Feuilleton Nº

21

Linda Lovelace – Une Icône

auteur
Mary Gaitskill
traducteur
Jakuta Alikavazovic

Qu’ont en commun la star du porno Linda Lovelace, devenue célèbre pour son rôle au début des années 1970 dans le film Gorge profonde, et l’icône extatique de Jeanne d’Arc qui irradie de sa grâce le célèbre film de Carl Theodor Dreyer ? En rapprochant des figures que tout semble opposer, Mary Gaitskill explore les zones troubles de la psyché humaine, les sentiments mêlés et confus qui entourent sexe, désir, violence, et sur lesquels notre culture préfère d’ordinaire fermer les yeux.

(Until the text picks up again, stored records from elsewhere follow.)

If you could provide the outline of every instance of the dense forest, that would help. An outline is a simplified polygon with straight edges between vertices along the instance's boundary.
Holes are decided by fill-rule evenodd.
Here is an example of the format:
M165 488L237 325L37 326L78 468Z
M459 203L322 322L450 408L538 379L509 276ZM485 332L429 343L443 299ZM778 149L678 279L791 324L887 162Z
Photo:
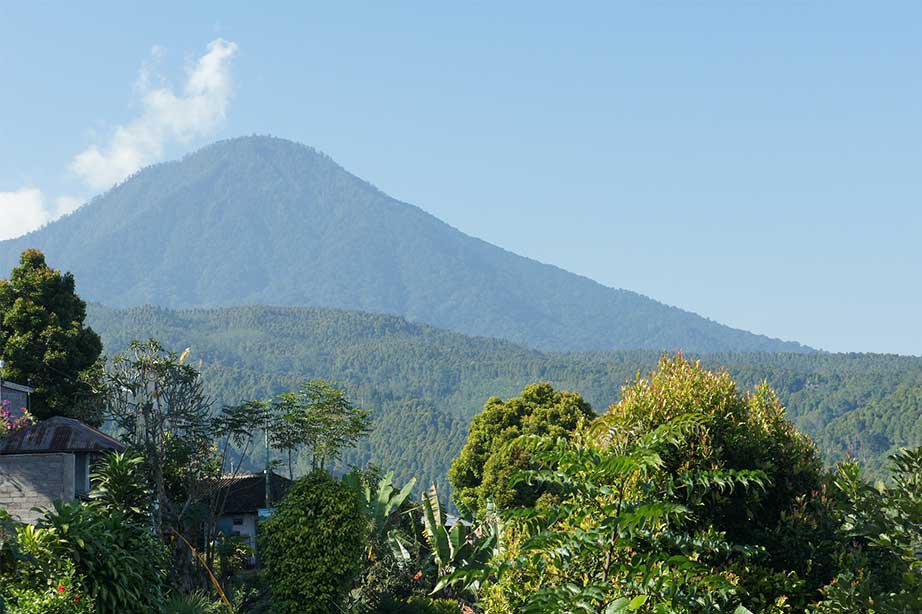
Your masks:
M358 309L544 350L806 350L470 237L276 138L144 169L0 241L0 271L30 247L106 305Z
M90 305L88 322L112 355L135 338L192 348L218 404L262 399L325 378L372 412L374 428L344 462L372 461L404 482L448 488L445 476L471 418L494 395L548 381L603 412L653 351L542 353L401 318L321 308L170 310ZM871 475L898 447L922 443L922 359L873 354L710 354L741 389L767 381L826 462L853 455Z

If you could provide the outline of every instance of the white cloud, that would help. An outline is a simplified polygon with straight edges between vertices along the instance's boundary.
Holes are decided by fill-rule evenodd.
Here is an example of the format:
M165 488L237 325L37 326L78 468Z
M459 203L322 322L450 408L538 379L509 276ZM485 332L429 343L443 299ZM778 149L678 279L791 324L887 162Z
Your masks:
M0 241L31 232L74 211L82 203L83 199L76 196L59 196L49 204L36 188L0 192Z
M153 47L134 83L140 116L116 126L108 143L93 145L74 157L70 170L89 187L106 189L160 160L169 143L188 143L214 132L227 113L232 91L230 61L236 53L234 42L211 41L205 54L186 69L185 83L177 94L157 70L163 48ZM49 201L34 187L0 192L0 240L31 232L74 211L85 200L58 196Z
M70 169L88 186L106 189L138 169L158 161L173 141L189 141L211 134L224 119L230 101L230 60L237 44L216 39L206 53L186 70L186 81L177 95L170 87L155 87L154 65L163 55L159 47L152 60L142 65L135 89L143 112L128 124L117 126L111 140L78 154Z
M41 190L0 192L0 240L24 235L46 221L48 213Z

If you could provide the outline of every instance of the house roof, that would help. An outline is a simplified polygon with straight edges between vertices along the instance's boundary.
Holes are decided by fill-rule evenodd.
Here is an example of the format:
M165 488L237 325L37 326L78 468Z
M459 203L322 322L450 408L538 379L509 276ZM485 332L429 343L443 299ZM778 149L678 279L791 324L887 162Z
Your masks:
M35 392L34 388L23 386L22 384L14 384L13 382L8 382L6 380L3 380L0 386L6 388L7 390L16 390L17 392L25 392L26 394L32 394Z
M19 429L0 439L0 454L40 452L121 452L125 446L102 431L74 420L55 416Z
M278 505L291 488L291 480L272 473L269 480L272 505ZM266 474L239 473L221 478L221 494L226 496L225 514L255 514L266 506Z

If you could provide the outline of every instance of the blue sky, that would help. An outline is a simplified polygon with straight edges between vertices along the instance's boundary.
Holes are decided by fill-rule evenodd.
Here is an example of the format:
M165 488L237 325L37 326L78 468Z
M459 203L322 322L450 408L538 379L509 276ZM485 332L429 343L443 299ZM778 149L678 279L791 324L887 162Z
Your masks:
M165 93L143 162L282 136L606 285L922 353L922 4L433 4L0 4L0 234Z

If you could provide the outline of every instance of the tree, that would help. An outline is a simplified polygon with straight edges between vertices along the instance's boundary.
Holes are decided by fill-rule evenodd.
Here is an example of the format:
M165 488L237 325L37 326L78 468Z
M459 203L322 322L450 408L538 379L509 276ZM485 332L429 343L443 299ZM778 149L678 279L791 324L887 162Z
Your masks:
M524 437L548 468L513 481L552 484L559 501L503 511L503 547L482 592L486 611L734 611L743 595L725 565L733 551L727 537L696 527L700 506L670 501L658 486L665 456L687 444L699 419L676 417L618 446L599 445L589 430L569 440ZM694 471L686 484L728 493L762 479L755 471Z
M368 412L355 407L345 391L322 380L307 382L296 392L280 394L272 404L270 440L288 453L288 473L294 479L291 456L305 446L311 469L323 469L343 449L369 432Z
M362 502L347 484L319 469L295 482L262 525L272 611L337 611L361 570L367 536Z
M133 341L106 372L106 407L124 442L144 458L157 502L158 535L178 534L191 541L204 527L210 544L223 505L217 493L231 443L239 451L231 472L236 474L265 416L254 411L260 404L224 407L213 414L198 371L186 364L188 356L189 350L167 352L153 339ZM220 448L218 442L223 442ZM193 583L190 553L182 540L174 545L172 571L178 581Z
M922 611L922 448L890 456L891 480L871 485L855 462L835 477L841 568L817 614Z
M711 527L737 544L763 550L759 572L741 574L746 588L762 594L756 601L776 597L760 573L796 574L806 585L788 598L811 599L834 572L833 549L822 549L834 540L824 518L828 511L814 503L822 500L825 473L815 445L786 419L767 385L740 392L725 371L709 371L681 354L664 356L649 376L625 386L621 401L599 418L598 443L629 445L689 412L699 418L685 445L663 453L658 486L676 503L695 502L699 528ZM702 493L685 484L696 473L735 471L761 472L764 488ZM790 539L795 534L799 543Z
M73 275L50 268L42 252L22 253L9 280L0 279L0 375L35 389L39 420L67 416L99 426L102 342L84 326L86 303L74 290Z
M490 501L499 508L531 505L544 489L509 483L515 471L531 465L517 438L567 437L593 417L592 407L579 394L558 392L547 382L527 386L522 396L508 401L490 398L471 422L467 443L448 472L456 503L475 513Z

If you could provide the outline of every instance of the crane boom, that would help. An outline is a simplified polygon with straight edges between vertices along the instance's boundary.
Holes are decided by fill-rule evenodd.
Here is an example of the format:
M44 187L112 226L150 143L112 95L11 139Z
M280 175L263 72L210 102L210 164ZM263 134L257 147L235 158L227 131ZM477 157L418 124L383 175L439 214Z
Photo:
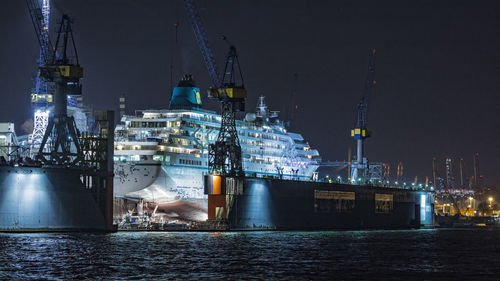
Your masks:
M212 49L210 48L210 44L207 40L207 35L205 32L205 28L201 22L200 15L198 13L198 9L194 0L184 0L184 8L189 17L189 21L193 27L194 36L200 47L201 54L203 56L203 60L205 61L205 65L207 66L208 73L210 74L210 79L212 80L213 86L215 88L221 88L223 85L221 76L217 71L217 64L215 63L214 54Z
M52 44L49 39L49 0L26 0L33 27L40 44L39 66L50 63L52 55Z
M376 84L375 54L376 54L375 49L372 49L368 63L368 72L366 73L365 89L363 92L363 97L361 98L361 101L358 104L358 116L357 116L356 127L361 129L366 129L368 125L367 115L370 106L370 98L373 93L374 86Z

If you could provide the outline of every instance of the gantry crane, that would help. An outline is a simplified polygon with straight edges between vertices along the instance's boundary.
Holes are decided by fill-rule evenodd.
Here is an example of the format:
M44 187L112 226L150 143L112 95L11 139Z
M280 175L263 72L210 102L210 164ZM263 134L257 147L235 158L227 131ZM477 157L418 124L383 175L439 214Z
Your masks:
M356 114L356 124L354 129L351 130L351 137L356 140L357 143L357 155L356 161L352 163L351 169L351 182L358 183L357 181L368 180L366 177L368 175L368 161L363 155L364 141L366 138L370 137L371 132L367 129L367 116L368 109L370 105L370 97L373 93L376 81L375 81L375 49L372 49L369 56L368 62L368 73L366 74L365 88L363 91L363 96L361 101L357 106Z
M208 90L208 97L221 103L219 135L209 147L209 171L212 175L244 176L235 112L245 109L247 92L238 53L234 46L229 47L224 74L221 77L194 0L184 0L184 7L212 80L213 87Z

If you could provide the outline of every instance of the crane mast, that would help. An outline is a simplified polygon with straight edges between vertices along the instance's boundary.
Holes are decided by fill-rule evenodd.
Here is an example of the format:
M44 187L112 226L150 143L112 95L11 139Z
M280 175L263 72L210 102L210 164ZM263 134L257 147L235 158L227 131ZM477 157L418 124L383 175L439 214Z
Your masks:
M208 91L208 97L221 103L221 127L217 140L210 145L208 169L215 175L244 176L235 113L245 110L247 92L234 46L229 48L222 79L222 87Z
M371 132L367 129L367 116L370 105L370 97L376 84L375 54L375 49L372 49L368 62L368 72L366 74L363 96L361 97L361 101L357 106L356 124L354 126L354 129L351 130L351 137L356 140L357 144L356 161L351 165L351 183L359 183L363 180L367 180L368 177L368 161L363 155L363 150L365 139L370 137L371 135Z

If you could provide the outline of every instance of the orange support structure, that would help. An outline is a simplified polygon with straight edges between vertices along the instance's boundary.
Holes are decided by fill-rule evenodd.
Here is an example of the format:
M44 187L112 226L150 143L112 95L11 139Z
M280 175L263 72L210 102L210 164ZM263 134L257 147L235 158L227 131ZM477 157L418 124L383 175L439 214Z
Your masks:
M226 195L208 195L208 219L227 219Z

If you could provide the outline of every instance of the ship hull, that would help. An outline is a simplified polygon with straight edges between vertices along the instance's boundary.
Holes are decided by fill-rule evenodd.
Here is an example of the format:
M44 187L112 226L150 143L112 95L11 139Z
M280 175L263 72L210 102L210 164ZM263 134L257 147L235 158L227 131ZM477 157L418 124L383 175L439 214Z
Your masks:
M160 163L115 162L114 197L124 197L150 186L158 178L160 170Z
M257 172L259 177L278 177L277 173ZM206 200L203 176L208 167L167 165L156 163L115 162L114 197L141 198L150 202L167 203L176 200ZM310 172L309 174L312 174ZM284 178L310 179L310 176L283 175Z
M110 231L81 170L0 167L0 231Z

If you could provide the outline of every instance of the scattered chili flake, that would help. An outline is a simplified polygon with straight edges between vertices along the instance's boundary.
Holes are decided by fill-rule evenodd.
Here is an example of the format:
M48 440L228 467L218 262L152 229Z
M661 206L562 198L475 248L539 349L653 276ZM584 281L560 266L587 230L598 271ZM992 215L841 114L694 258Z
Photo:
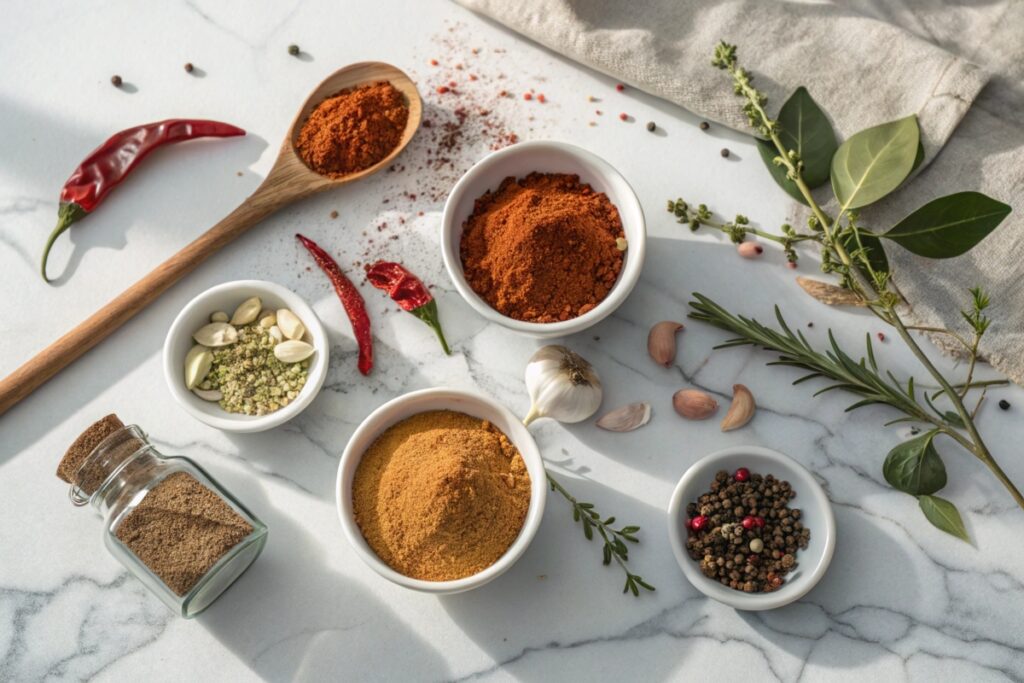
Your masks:
M338 212L337 211L331 211L331 218L337 218L337 217L338 217Z
M796 270L796 261L786 261L786 267L790 270Z
M456 83L455 81L448 81L448 87L449 88L454 88L457 85L458 85L458 83Z
M114 84L115 88L120 88L121 85L124 83L124 81L121 80L121 77L118 76L117 74L114 74L113 76L110 77L110 82Z
M708 123L707 121L701 121L700 122L700 129L701 130L707 130L710 127L711 127L711 124Z
M814 327L814 323L807 323L807 327Z
M720 154L722 155L723 159L728 159L729 158L729 149L726 148L726 147L723 147L722 151L720 152Z
M587 125L588 126L596 126L597 125L597 121L588 121Z
M999 409L1000 410L1009 410L1010 409L1010 402L1007 401L1005 398L1004 399L1000 399L999 400Z
M625 112L619 114L619 120L620 121L629 121L629 114L627 114Z
M436 59L431 59L430 60L430 66L437 66L437 60Z
M299 52L301 52L301 50L299 50L298 45L292 44L288 46L288 54L290 54L292 57L297 57L299 55Z
M476 74L469 74L469 80L475 81L476 80Z
M524 92L523 93L523 99L524 100L532 100L533 99L533 93Z
M649 130L650 132L653 133L657 129L658 129L658 125L656 123L654 123L654 121L648 121L647 122L647 130Z
M878 341L880 341L880 342L884 342L885 341L885 333L884 332L879 332L878 333Z
M192 65L192 62L185 62L185 72L186 73L192 73L193 71L195 71L195 68L196 67Z
M750 470L746 467L741 467L733 473L732 478L736 481L746 481L750 479Z
M544 93L541 93L537 95L537 101L540 102L541 104L544 104L545 102L548 101L548 98L544 97Z
M438 95L444 95L449 90L450 90L450 88L447 85L439 85L439 86L437 86L437 94Z
M615 84L615 89L616 89L617 91L619 91L619 92L622 92L623 90L625 90L625 89L626 89L626 86L624 86L624 85L623 85L622 83L616 83L616 84Z
M587 95L587 102L599 102L599 101L600 101L600 100L598 100L598 99L597 99L596 97L594 97L593 95Z
M598 116L603 116L604 115L604 112L601 111L600 109L595 109L594 113L597 114Z

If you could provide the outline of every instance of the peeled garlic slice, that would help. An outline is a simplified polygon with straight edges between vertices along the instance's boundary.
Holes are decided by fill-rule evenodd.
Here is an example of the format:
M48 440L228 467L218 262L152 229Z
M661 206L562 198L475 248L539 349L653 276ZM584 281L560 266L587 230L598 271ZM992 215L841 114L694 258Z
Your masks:
M216 311L210 315L211 323L226 323L228 321L228 314L224 311Z
M278 327L277 325L272 325L270 329L267 330L267 334L273 337L274 341L277 342L278 344L284 341L284 332L282 332L281 328Z
M277 326L289 339L302 339L306 335L306 326L299 320L299 316L287 308L282 308L277 312Z
M194 389L206 379L213 367L213 352L202 344L196 344L185 355L185 388Z
M289 339L274 347L274 355L282 363L298 363L312 356L315 350L311 344L304 341Z
M651 420L651 404L646 401L630 403L605 413L597 421L597 426L609 432L631 432L639 429Z
M238 305L235 312L231 315L232 325L248 325L253 320L256 320L256 316L263 310L263 302L260 301L258 296L249 297Z
M224 398L224 394L220 393L220 389L199 389L197 387L192 390L192 393L204 401L219 401Z
M238 341L238 330L230 323L210 323L196 330L192 338L203 346L227 346Z

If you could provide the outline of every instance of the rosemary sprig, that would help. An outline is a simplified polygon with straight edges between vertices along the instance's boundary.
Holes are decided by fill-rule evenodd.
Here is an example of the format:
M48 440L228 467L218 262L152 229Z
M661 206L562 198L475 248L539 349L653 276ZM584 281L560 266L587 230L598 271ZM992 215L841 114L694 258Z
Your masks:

Une approche aussi clairvoyante que sulfureuse.

Extrait

Icône de la liberté et de l’innocence charnelle ; icône de la dislocation, de la confusion ; icône d’une blessure transformée ou déguisée en source de plaisir ; icône de la victimisation sexuelle, du pouvoir sexuel, d’oppositions irréconciliables ; icône de l’Amérique des années 1970 ; icône de La Femme. Et petite nana blanche comme on en voit tant, maigrichonne, pas particulièrement jolie, avec un pauvre filet de voix – le genre qu’on remarque à peine même si on croise une version d’elle partout. J’ai vu Linda Lovelace dans Gorge profonde parce que mon petit ami d’alors était projectionniste dans une coopérative ciné de hippies. C’était en 1972, j’avais dix-sept ans ; lui en avait vingt-cinq et nous étions l’un comme l’autre indifférents au porno, qui nous semblait un truc de vieux tocards. Mais Gorge profonde, comédie X sur une femme dont le clitoris se trouve dans la gorge, était censé être un truc à part, et on y est allés par curiosité, avant d’être séduits par la loufoquerie grivoise du film. Elle avait l’air de tellement aimer ça, a dit mon petit ami, et son ton n’était pas lubrique – titillé, plutôt. Moi aussi, le film m’a plu – je l’ai trouvé drôle –, mais ce qui vous plaît et ce qui vous excite n’a pas grand-chose à voir. Je n’ai pas été excitée par Gorge profonde, et la seule chose qui m’est vraiment restée fut le joli sourire de Lovelace et l’étrange expression de son regard, un air qui demeure à mes yeux aussi indéfinissable qu’à l’époque : sans être heureux, il semblait pourtant s’accorder à son sourire.